The Armenian capital is one of the oldest cities in the world, located at an intersection of the old Silk Road that led from China to the Mediterranean Sea. The first general plan of the modern city of Yerevan was drawn in the beginning of the soviet rule of Armenia in the early 20th century, by the neoclassical architect Alexander Tamanian. His ideas for a new urban structure combined the typical ideological symbolism of its time (the city will have the form of hammer and sickle) with radical utopian ideas as the garden city movement. On his path to transform the ancient Yerevan into a modern industrial metropolis many historic buildings were demolished, including churches, mosques, markets and the ancient Persian fortress. Big parts of its pre-soviet past was erased, today only few traces of ancient Yerevan are still visible.

In its modern history, the city has undergone numerous physical changes.

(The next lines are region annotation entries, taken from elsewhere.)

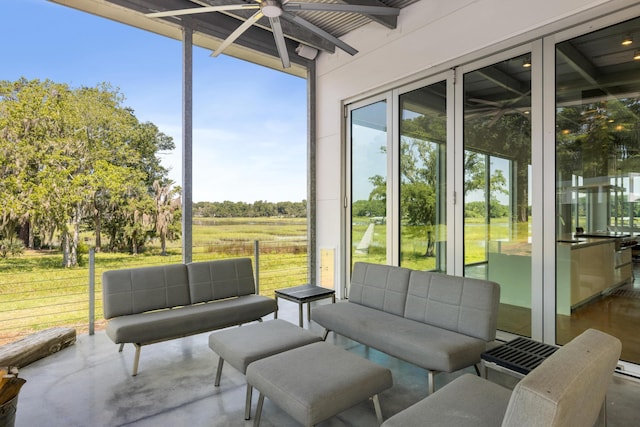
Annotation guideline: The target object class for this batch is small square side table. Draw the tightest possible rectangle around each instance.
[274,284,336,328]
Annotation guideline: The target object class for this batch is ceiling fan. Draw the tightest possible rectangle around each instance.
[145,0,400,68]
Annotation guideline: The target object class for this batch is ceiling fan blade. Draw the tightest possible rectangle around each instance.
[282,2,400,16]
[145,4,260,18]
[211,10,263,56]
[269,16,291,68]
[280,11,358,55]
[467,98,502,107]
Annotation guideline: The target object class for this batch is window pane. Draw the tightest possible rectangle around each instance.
[464,55,532,336]
[400,81,447,272]
[351,101,387,264]
[556,18,640,363]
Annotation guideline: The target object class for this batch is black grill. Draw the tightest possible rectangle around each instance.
[482,338,558,375]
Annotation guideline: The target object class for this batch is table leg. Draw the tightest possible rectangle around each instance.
[273,294,278,319]
[298,302,302,328]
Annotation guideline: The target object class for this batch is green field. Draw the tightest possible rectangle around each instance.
[0,218,308,345]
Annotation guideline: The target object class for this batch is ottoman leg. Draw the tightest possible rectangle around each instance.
[253,392,264,427]
[244,383,253,420]
[214,357,224,387]
[371,394,384,424]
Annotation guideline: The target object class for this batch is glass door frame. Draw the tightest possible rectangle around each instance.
[344,91,397,298]
[452,40,544,341]
[341,70,455,288]
[540,5,640,377]
[391,70,456,274]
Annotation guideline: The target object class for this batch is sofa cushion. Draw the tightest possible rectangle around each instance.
[349,262,411,316]
[502,329,622,427]
[106,295,276,344]
[187,258,256,304]
[382,374,510,427]
[311,302,486,372]
[102,264,191,319]
[404,271,500,341]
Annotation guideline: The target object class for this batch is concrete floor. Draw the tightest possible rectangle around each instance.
[15,301,640,427]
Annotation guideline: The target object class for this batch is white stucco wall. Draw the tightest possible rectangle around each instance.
[317,0,637,295]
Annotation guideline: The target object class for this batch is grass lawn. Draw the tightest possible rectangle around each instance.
[0,218,308,345]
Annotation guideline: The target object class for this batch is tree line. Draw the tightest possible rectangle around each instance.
[193,200,307,218]
[0,78,181,267]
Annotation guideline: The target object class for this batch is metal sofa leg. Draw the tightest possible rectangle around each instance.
[253,393,264,427]
[244,383,253,420]
[371,394,384,424]
[131,343,142,377]
[427,370,436,394]
[213,357,224,387]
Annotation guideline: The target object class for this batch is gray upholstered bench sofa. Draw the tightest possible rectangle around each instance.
[311,262,500,393]
[383,329,622,427]
[102,258,277,375]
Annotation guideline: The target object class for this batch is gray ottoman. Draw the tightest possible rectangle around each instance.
[209,319,322,420]
[247,342,393,426]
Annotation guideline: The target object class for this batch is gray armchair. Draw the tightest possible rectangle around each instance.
[382,329,622,427]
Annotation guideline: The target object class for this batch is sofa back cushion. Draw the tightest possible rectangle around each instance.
[502,329,622,427]
[102,264,191,319]
[187,258,256,304]
[349,262,411,316]
[404,270,500,341]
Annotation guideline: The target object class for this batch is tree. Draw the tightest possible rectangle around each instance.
[0,79,180,267]
[153,181,181,255]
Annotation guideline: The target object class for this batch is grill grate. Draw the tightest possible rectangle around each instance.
[482,338,558,375]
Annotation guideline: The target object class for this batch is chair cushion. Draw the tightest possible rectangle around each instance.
[403,271,500,341]
[187,258,256,304]
[209,319,322,374]
[106,295,276,344]
[102,264,191,319]
[349,262,411,316]
[502,329,622,427]
[311,302,486,372]
[247,342,393,426]
[382,374,510,427]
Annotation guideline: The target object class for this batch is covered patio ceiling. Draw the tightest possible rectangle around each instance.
[51,0,419,77]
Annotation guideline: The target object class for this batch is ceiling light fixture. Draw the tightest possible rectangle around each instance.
[296,43,318,61]
[260,0,282,18]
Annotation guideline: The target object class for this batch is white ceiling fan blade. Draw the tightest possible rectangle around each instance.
[282,2,400,16]
[282,12,358,55]
[145,4,260,18]
[269,16,291,68]
[211,10,263,56]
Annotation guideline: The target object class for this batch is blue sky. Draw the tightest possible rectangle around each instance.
[0,0,307,202]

Many of these transformations have been motivated by political and ideological changes, different rulers and the Armenian quest for independence. This issue of Fabrikzeitung focuses on the relation between urban structures and ideology, and the differences between utopian concepts and the consequences of its realizations.

The first chapter of this issue consists of a series of photographs by the Swiss artist Sebastian Stadler. He shows a new series of pictures he took in Yerevan during the last two years, a fragemental regard on todays landscape. Additionally he collected Internet pictures of Armenia’s most important national symbol: the biblical mountain Ararat, which overlooks Yerevan.